Un amendement aux lois électorales a permis de modifier deux points sensibles. Les détenus peuvent désormais appartenir à un parti, une façon pour la LND de ne pas oublier ses membres encore derrière les barreaux. Et le pouvoir admet les discussions sur la Constitution de 2008, adoptée dans les ruines du cyclone Nargis et toujours contestée par les cadres du parti.

La LND a indiqué mardi ne pas encore avoir reçu l'accord formel de la commission. Certains des 21 membres fondateurs officiels vont se rendre à Naypyidaw pour les dernières démarches, a précisé à l'AFP un de ses porte-parole.

«Cette autorisation était ce que nous attendions», s'est réjoui Nyan Win.

Suu Kyi, 66 ans, que les Birmans appellent respectueusement la «Dame», va donc pouvoir entrer elle même dans le combat électoral pour la première fois de sa vie.

Au début du mois, lors d'une visite historique de la secrétaire d'État américaine, Hillary Clinton, elle s'était déclarée «confiante» dans le fait que son pays était sur «la voie de la démocratie».

En 1990, la LND avait humilié le régime militaire en remportant 392 des 485 sièges à pourvoir. Mais les généraux avaient refusé de reconnaître le résultat. En passe de devenir une icône mondiale de la démocratie, Suu Kyi était alors déjà privée de liberté et l'est restée pendant la majorité du temps depuis. Elle n'a été libérée que le 13 novembre 2010.

La LND, désormais tournée vers son avenir légal, s'est dotée d'un nouveau logo électoral diffusé lundi dans la presse locale.

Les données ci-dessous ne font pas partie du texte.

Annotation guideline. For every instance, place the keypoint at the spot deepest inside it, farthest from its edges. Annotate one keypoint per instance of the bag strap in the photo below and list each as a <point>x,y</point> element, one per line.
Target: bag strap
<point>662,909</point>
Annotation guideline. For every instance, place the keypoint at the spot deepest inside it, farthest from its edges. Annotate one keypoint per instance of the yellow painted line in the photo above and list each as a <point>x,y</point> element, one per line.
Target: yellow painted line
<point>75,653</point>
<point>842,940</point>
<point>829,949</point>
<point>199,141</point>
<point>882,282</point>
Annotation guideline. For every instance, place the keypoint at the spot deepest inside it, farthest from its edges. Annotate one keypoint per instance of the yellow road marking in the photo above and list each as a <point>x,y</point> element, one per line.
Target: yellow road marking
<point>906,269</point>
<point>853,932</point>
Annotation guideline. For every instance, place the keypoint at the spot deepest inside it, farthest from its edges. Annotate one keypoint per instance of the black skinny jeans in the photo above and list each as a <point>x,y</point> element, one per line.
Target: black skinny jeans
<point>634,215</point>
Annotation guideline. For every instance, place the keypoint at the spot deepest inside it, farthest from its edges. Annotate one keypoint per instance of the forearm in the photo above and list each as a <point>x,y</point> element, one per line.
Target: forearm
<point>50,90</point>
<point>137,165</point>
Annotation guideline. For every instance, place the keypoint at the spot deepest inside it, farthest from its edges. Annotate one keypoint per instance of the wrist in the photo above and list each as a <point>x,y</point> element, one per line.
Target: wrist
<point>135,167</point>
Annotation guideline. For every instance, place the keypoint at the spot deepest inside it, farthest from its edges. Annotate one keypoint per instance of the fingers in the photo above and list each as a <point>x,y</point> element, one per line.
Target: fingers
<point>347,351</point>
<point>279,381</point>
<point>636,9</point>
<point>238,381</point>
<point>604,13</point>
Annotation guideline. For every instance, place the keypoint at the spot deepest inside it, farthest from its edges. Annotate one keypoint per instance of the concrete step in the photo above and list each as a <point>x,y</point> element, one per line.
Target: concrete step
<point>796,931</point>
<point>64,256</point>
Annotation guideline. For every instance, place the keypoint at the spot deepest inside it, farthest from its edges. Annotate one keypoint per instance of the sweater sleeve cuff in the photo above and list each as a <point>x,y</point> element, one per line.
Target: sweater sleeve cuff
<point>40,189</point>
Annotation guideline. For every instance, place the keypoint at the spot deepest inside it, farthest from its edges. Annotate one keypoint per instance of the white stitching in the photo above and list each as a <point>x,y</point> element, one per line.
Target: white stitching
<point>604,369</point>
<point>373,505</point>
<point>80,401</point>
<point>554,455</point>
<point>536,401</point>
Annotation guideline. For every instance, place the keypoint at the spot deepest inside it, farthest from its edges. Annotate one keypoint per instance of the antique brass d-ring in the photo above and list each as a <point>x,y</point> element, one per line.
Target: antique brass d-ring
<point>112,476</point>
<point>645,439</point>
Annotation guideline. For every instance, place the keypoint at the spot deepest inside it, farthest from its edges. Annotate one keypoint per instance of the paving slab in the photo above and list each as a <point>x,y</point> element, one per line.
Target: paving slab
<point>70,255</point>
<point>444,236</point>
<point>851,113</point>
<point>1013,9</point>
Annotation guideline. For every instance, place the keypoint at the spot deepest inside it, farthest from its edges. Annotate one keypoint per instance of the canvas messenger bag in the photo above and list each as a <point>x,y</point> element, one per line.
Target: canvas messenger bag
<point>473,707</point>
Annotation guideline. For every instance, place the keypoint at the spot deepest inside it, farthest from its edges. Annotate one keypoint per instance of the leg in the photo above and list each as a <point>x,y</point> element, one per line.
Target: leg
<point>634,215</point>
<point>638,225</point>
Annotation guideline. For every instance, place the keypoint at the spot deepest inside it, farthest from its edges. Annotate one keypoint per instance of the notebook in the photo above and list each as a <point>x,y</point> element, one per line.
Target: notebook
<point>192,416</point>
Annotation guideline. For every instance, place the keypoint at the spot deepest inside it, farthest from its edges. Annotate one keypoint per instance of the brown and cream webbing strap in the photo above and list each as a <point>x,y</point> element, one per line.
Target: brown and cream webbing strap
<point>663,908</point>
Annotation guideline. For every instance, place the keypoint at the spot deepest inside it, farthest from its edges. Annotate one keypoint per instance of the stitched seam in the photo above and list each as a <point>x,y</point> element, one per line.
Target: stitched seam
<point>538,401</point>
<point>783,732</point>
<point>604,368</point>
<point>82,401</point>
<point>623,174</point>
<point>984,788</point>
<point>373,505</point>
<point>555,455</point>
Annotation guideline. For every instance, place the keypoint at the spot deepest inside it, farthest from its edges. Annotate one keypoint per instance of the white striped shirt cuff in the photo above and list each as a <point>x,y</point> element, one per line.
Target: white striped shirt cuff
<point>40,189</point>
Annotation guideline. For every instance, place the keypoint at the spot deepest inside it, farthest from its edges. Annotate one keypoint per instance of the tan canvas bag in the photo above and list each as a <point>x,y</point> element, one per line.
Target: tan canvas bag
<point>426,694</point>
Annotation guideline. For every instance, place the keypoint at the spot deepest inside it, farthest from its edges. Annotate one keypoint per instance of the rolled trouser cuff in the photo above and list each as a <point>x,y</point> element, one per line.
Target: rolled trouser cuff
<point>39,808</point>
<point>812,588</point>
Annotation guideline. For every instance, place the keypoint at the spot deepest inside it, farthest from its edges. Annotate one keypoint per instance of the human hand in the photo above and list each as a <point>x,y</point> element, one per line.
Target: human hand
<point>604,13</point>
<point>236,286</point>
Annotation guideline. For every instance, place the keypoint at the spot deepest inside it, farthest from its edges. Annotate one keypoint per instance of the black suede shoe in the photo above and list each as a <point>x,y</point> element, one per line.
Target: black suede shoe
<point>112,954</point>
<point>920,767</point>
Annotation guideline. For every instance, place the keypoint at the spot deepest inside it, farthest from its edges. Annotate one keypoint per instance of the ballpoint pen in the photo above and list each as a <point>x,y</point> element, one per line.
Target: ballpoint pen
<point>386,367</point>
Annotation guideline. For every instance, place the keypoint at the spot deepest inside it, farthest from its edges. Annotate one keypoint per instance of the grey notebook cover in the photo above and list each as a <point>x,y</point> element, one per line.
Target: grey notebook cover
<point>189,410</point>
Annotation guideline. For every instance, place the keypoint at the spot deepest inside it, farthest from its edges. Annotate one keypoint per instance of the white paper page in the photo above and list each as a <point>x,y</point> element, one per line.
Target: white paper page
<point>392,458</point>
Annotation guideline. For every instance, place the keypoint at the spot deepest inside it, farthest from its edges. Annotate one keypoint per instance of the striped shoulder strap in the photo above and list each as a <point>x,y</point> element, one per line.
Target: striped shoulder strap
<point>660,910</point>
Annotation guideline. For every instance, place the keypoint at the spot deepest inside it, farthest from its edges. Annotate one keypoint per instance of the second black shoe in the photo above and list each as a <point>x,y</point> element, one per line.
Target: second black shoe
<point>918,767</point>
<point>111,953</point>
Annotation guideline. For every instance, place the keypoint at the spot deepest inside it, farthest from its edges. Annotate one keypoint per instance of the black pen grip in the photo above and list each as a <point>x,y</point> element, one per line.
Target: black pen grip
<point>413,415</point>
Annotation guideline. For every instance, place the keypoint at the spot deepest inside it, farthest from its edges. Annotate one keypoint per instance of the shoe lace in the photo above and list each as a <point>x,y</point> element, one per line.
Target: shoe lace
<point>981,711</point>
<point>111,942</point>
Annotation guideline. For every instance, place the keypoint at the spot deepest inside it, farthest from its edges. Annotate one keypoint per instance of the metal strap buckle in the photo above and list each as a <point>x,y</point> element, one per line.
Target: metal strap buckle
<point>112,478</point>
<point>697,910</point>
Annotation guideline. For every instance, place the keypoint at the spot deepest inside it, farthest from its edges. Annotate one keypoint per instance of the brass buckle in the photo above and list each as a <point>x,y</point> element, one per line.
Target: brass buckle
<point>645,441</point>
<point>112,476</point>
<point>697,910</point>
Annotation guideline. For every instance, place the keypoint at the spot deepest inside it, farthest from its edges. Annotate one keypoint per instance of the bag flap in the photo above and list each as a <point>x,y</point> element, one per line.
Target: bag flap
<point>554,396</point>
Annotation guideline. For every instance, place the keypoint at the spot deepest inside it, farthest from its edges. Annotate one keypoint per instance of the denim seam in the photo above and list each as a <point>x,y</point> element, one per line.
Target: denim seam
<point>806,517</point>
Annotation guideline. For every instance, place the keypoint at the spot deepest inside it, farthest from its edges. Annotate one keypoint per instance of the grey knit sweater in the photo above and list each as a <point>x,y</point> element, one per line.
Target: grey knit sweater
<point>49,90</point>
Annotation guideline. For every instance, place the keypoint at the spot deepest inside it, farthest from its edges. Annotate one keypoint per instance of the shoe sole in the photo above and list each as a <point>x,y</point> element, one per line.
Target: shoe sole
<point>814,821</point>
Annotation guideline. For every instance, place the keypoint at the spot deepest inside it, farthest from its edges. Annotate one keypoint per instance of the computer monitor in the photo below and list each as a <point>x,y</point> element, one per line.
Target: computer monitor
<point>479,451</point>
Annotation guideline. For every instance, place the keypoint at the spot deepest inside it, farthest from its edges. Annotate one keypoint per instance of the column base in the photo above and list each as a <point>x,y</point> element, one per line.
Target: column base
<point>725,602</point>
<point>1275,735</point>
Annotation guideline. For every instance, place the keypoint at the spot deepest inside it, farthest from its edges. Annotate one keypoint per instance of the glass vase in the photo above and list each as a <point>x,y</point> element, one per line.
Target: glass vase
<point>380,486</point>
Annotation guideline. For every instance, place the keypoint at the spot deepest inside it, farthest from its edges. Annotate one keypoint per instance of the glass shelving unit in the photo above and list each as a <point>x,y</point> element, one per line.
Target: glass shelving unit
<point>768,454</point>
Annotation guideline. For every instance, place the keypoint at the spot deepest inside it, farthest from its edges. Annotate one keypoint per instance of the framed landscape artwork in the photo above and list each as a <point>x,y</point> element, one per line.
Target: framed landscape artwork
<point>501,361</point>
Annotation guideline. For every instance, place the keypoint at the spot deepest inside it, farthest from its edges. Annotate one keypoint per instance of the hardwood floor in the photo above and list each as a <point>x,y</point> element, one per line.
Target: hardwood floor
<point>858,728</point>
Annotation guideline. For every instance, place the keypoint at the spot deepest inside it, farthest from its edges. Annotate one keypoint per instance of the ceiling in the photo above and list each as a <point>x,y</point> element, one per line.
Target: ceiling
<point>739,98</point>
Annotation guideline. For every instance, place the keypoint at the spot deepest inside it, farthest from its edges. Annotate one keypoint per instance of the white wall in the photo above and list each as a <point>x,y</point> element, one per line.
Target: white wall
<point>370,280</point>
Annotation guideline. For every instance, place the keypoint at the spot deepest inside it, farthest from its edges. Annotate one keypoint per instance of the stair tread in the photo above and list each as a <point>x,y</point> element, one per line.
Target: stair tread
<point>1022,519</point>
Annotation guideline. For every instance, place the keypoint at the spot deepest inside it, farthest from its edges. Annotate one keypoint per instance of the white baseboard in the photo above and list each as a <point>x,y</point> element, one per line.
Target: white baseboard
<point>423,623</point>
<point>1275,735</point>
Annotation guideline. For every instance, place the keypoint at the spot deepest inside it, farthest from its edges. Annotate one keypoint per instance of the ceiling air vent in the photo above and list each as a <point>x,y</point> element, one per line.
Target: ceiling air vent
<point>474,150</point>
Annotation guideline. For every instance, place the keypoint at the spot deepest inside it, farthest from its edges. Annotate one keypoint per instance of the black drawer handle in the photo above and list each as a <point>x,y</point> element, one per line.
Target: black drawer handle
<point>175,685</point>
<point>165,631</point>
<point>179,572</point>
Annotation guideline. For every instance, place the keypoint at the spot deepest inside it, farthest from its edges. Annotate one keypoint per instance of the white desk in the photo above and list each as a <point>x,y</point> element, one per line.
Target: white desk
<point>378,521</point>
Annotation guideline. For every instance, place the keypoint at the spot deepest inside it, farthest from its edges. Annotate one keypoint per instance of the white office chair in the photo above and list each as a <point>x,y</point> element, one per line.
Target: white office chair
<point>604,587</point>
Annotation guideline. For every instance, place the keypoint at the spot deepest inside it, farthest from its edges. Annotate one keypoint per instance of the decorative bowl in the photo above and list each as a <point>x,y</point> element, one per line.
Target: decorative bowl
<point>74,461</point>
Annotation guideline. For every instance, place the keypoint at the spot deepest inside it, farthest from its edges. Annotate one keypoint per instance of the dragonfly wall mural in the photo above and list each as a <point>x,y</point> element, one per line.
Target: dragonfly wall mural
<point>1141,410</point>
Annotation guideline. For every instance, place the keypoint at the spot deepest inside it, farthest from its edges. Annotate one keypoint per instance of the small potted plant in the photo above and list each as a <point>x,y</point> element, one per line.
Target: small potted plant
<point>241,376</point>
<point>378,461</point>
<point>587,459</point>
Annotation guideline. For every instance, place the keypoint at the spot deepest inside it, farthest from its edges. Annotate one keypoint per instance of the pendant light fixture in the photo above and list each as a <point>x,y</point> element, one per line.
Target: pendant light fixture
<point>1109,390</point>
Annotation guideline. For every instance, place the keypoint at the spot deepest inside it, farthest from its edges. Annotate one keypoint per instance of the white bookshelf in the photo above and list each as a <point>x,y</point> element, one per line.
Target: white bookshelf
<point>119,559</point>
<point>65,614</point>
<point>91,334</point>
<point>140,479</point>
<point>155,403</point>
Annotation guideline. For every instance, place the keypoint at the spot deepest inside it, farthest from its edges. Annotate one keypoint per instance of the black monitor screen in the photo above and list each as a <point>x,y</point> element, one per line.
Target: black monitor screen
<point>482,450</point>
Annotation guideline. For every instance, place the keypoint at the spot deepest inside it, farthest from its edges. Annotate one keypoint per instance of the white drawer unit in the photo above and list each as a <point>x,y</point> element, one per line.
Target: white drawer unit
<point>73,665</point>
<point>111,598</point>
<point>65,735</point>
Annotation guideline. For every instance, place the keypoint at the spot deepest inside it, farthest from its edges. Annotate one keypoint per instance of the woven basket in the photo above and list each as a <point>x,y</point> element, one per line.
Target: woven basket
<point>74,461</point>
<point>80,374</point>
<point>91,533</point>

Autrefois identifiable à un chapeau de bambou, elle sera désormais reconnaissable à un paon de combat qui tend le cou vers une étoile blanche, symbole de la révolution.

Marty Natalegawa, ministre des Affaires étrangères de l'Indonésie, qui occupe la présidence tournante de l'Association des Nations d'Asie du Sud-Est (ASEAN), a salué mardi la légalisation de la LND.

La Birmanie a récemment obtenu du bloc régional qu'elle en assume la présidence en 2014, ce qui consacrera son retour sur la scène internationale, puisqu'elle devra organiser un sommet avec les grandes puissances du continent et les États-Unis.

«Maintenant qu'ils se préparent à présider l'ASEAN, ils vont vraiment être sous les feux de l'actualité plus qu'aucun autre pays» de la région, a estimé le ministre, estimant que cette pression pousserait le gouvernement à poursuivre ses réformes.